So whether this battle takes place in the streets or at the ballot box, it comes down to rival narratives, and you can take your pick. In the latest media salvo, a New York Times front-page article on Sept. 16 included allegations that Shiite detainees had been forced to eat excrement -- provoking a response by Bahrain's ambassador in Washington, who complained the report "overlooks the successes we have been achieving in uniting a majority of Bahrainis."
Perhaps surprisingly, some middle ground and cultural diversity has survived the political polarization. On Sept. 22, three winning candidates in four uncontested electoral districts spoke at a news conference. All Shiites, one was a turbaned cleric who could have been out of central casting for the part of an Iranian mullah. The second was a Moscow-trained engineer in a jacket and tie who runs a successful local contracting company. The third was a woman wearing a headscarf, though more loosely worn than the head coverings of many of the Sunni women at the event; she had formerly been a physical-fitness teacher.
Government officials would have been pleased that they were all on message about putting the country first, and because they had been pressured to one extent or another by people in the Shiite community not to stand, their story fit the government depiction of al-Wefaq as extremists. But the government might have been less happy that their comments revealed the island's considerable tensions: The businessman, who started his remarks with the line, "In the name of Allah, I am an engineer," spoke of the urgent need to tackle the problem of detained Shiites and those who had been fired for political activism.
However the by-elections play out, they will not alter the balance of power on the island. The national assembly is purely an advisory body -- the new parliamentarians will only have a little influence and certainly no power. The major factor affecting the country's future will continue to be its demographics. Bahrain's census asks people to identify themselves as Jewish (of whom there are less than 40, including the kingdom's envoy in Washington), Christian, Muslim, or "other." But there is no subdivision between Sunni and Shiite Muslims.
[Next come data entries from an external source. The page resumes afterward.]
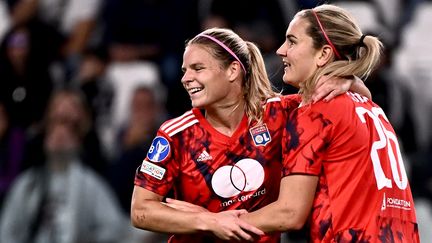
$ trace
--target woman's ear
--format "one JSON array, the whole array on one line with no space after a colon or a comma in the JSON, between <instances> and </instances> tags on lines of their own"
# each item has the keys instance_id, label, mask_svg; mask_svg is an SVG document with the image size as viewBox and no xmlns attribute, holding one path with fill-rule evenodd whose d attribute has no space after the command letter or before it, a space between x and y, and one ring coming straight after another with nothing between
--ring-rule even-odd
<instances>
[{"instance_id":1,"label":"woman's ear","mask_svg":"<svg viewBox=\"0 0 432 243\"><path fill-rule=\"evenodd\" d=\"M325 66L331 61L333 50L329 45L324 45L318 53L318 67Z\"/></svg>"},{"instance_id":2,"label":"woman's ear","mask_svg":"<svg viewBox=\"0 0 432 243\"><path fill-rule=\"evenodd\" d=\"M240 63L237 61L234 61L231 63L231 65L227 69L228 78L230 81L234 81L237 79L239 75L241 75L242 68L240 66Z\"/></svg>"}]
</instances>

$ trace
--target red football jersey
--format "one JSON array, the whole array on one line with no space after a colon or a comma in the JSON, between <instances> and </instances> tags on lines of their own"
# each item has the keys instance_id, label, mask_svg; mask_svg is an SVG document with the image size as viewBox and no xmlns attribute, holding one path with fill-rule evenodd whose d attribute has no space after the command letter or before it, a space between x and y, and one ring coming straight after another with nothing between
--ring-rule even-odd
<instances>
[{"instance_id":1,"label":"red football jersey","mask_svg":"<svg viewBox=\"0 0 432 243\"><path fill-rule=\"evenodd\" d=\"M254 211L277 200L282 176L281 139L286 114L298 107L296 96L269 99L263 123L246 116L228 137L213 128L198 109L159 128L135 185L161 196L174 189L176 198L212 212ZM257 242L278 242L268 234ZM174 235L170 242L217 242L209 235Z\"/></svg>"},{"instance_id":2,"label":"red football jersey","mask_svg":"<svg viewBox=\"0 0 432 243\"><path fill-rule=\"evenodd\" d=\"M311 242L419 242L398 141L376 104L347 92L300 107L283 146L284 175L319 176Z\"/></svg>"}]
</instances>

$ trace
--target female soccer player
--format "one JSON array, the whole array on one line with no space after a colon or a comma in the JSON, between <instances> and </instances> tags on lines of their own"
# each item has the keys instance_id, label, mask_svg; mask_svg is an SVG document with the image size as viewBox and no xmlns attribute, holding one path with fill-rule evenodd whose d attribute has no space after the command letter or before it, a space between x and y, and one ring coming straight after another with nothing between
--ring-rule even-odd
<instances>
[{"instance_id":1,"label":"female soccer player","mask_svg":"<svg viewBox=\"0 0 432 243\"><path fill-rule=\"evenodd\" d=\"M365 79L381 49L342 8L296 14L277 50L284 82L301 93L284 132L279 198L243 219L271 232L299 228L310 215L311 242L419 242L401 151L383 110L355 92L311 103L320 76Z\"/></svg>"},{"instance_id":2,"label":"female soccer player","mask_svg":"<svg viewBox=\"0 0 432 243\"><path fill-rule=\"evenodd\" d=\"M173 233L170 242L278 242L280 233L263 235L238 216L277 199L282 132L299 100L272 90L259 49L230 30L191 39L182 69L193 109L162 124L137 170L133 225ZM208 211L164 205L171 189Z\"/></svg>"}]
</instances>

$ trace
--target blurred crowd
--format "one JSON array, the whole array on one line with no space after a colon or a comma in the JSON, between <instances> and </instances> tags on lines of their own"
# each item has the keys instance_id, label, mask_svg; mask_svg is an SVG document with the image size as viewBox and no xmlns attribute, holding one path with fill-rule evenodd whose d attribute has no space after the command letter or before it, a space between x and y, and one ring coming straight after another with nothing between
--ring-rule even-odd
<instances>
[{"instance_id":1,"label":"blurred crowd","mask_svg":"<svg viewBox=\"0 0 432 243\"><path fill-rule=\"evenodd\" d=\"M132 228L130 199L157 128L190 109L185 41L232 28L260 47L275 88L295 93L275 51L297 10L323 2L0 0L0 243L166 240ZM399 136L432 242L432 1L325 2L385 44L366 85Z\"/></svg>"}]
</instances>

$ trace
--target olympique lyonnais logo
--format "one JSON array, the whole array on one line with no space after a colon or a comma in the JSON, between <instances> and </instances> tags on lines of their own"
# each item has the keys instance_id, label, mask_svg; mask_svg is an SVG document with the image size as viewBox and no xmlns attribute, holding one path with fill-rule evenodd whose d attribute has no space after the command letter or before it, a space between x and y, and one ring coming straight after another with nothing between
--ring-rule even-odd
<instances>
[{"instance_id":1,"label":"olympique lyonnais logo","mask_svg":"<svg viewBox=\"0 0 432 243\"><path fill-rule=\"evenodd\" d=\"M211 184L213 191L220 197L230 198L222 202L222 207L231 205L237 201L246 201L252 197L265 194L265 188L256 191L264 182L264 168L254 159L242 159L235 165L226 165L218 168L213 174ZM242 192L254 194L238 196Z\"/></svg>"},{"instance_id":2,"label":"olympique lyonnais logo","mask_svg":"<svg viewBox=\"0 0 432 243\"><path fill-rule=\"evenodd\" d=\"M266 124L252 127L249 132L253 138L255 146L265 146L271 141L270 132L267 129Z\"/></svg>"},{"instance_id":3,"label":"olympique lyonnais logo","mask_svg":"<svg viewBox=\"0 0 432 243\"><path fill-rule=\"evenodd\" d=\"M154 178L161 180L165 175L165 169L157 166L155 164L150 163L147 160L144 160L141 165L141 171L146 173L147 175L153 176Z\"/></svg>"},{"instance_id":4,"label":"olympique lyonnais logo","mask_svg":"<svg viewBox=\"0 0 432 243\"><path fill-rule=\"evenodd\" d=\"M168 157L170 145L164 137L157 136L153 139L152 145L147 153L147 158L152 162L161 162Z\"/></svg>"}]
</instances>

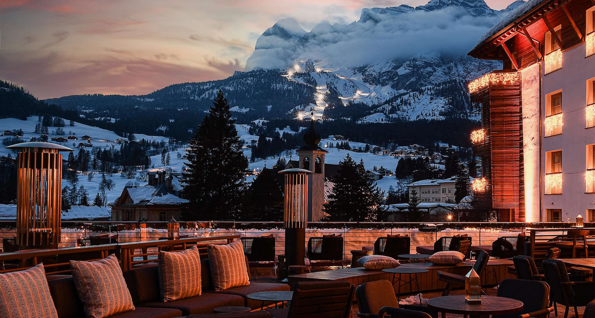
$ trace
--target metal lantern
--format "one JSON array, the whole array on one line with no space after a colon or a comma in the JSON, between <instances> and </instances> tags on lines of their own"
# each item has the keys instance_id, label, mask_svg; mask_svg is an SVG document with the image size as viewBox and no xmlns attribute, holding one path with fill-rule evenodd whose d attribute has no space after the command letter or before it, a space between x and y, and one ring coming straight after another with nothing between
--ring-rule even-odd
<instances>
[{"instance_id":1,"label":"metal lantern","mask_svg":"<svg viewBox=\"0 0 595 318\"><path fill-rule=\"evenodd\" d=\"M6 147L17 155L17 244L21 250L57 248L62 227L62 155L50 142Z\"/></svg>"},{"instance_id":2,"label":"metal lantern","mask_svg":"<svg viewBox=\"0 0 595 318\"><path fill-rule=\"evenodd\" d=\"M581 215L581 213L578 213L578 216L577 217L577 227L583 228L584 227L584 224L583 223L583 216Z\"/></svg>"},{"instance_id":3,"label":"metal lantern","mask_svg":"<svg viewBox=\"0 0 595 318\"><path fill-rule=\"evenodd\" d=\"M180 223L171 216L171 220L167 222L167 239L180 238Z\"/></svg>"},{"instance_id":4,"label":"metal lantern","mask_svg":"<svg viewBox=\"0 0 595 318\"><path fill-rule=\"evenodd\" d=\"M465 302L481 303L481 279L472 269L465 275Z\"/></svg>"},{"instance_id":5,"label":"metal lantern","mask_svg":"<svg viewBox=\"0 0 595 318\"><path fill-rule=\"evenodd\" d=\"M308 177L305 169L286 169L283 227L285 227L286 266L303 265L308 223Z\"/></svg>"}]
</instances>

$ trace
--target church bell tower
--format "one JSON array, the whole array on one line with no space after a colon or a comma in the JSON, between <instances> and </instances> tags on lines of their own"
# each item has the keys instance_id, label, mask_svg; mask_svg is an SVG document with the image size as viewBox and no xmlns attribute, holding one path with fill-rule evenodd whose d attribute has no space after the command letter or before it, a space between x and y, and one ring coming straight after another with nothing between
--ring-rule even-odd
<instances>
[{"instance_id":1,"label":"church bell tower","mask_svg":"<svg viewBox=\"0 0 595 318\"><path fill-rule=\"evenodd\" d=\"M312 114L312 117L314 114ZM310 127L303 135L306 144L298 149L299 167L312 172L308 185L308 220L318 222L324 217L324 155L328 151L320 148L320 134L314 129L314 120L310 120Z\"/></svg>"}]
</instances>

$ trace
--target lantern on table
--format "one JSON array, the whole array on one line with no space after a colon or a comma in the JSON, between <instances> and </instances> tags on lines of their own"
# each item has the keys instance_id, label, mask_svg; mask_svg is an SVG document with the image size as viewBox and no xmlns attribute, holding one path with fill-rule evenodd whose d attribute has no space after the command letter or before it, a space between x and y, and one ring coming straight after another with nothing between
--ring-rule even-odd
<instances>
[{"instance_id":1,"label":"lantern on table","mask_svg":"<svg viewBox=\"0 0 595 318\"><path fill-rule=\"evenodd\" d=\"M577 217L577 227L583 228L584 227L584 224L583 223L583 216L581 215L581 213L578 213L578 216Z\"/></svg>"},{"instance_id":2,"label":"lantern on table","mask_svg":"<svg viewBox=\"0 0 595 318\"><path fill-rule=\"evenodd\" d=\"M481 279L472 269L465 275L465 302L468 304L481 303Z\"/></svg>"},{"instance_id":3,"label":"lantern on table","mask_svg":"<svg viewBox=\"0 0 595 318\"><path fill-rule=\"evenodd\" d=\"M180 223L178 223L174 216L171 216L171 220L167 223L167 239L178 239L180 238Z\"/></svg>"}]
</instances>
The demographic breakdown between Shiite and Sunni Bahrainis is therefore a matter of bitter dispute. A more than usually loquacious government official, who was nevertheless reluctant to be quoted, conceded that the opposition "say[s] 70 [percent Shiite] and 30 [percent Sunni]. We say 50/50. The truth is somewhere in between."
The preoccupation of Bahrain's monarchy, therefore, has been to combat both international and domestic perceptions that it is just another minority regime in the Arab world clinging to power against the will of a hostile population. When King Hamad bin Isa al-Khalifa spoke at the United Nations on Sept. 22, the purpose -- perhaps the only purpose -- of his remarks was to show just enough willingness to reform to win continuing U.S. support for his government, the most obvious symbol of which is the base facility that houses the headquarters of the U.S. Navy's 5th Fleet. The White House had to content itself with these words from the king: "We hereby reaffirm our support for the outcome of the [National] Dialogue." Less helpful perhaps was the king's dig at Tehran for its continuing to "occupy" three UAE islands.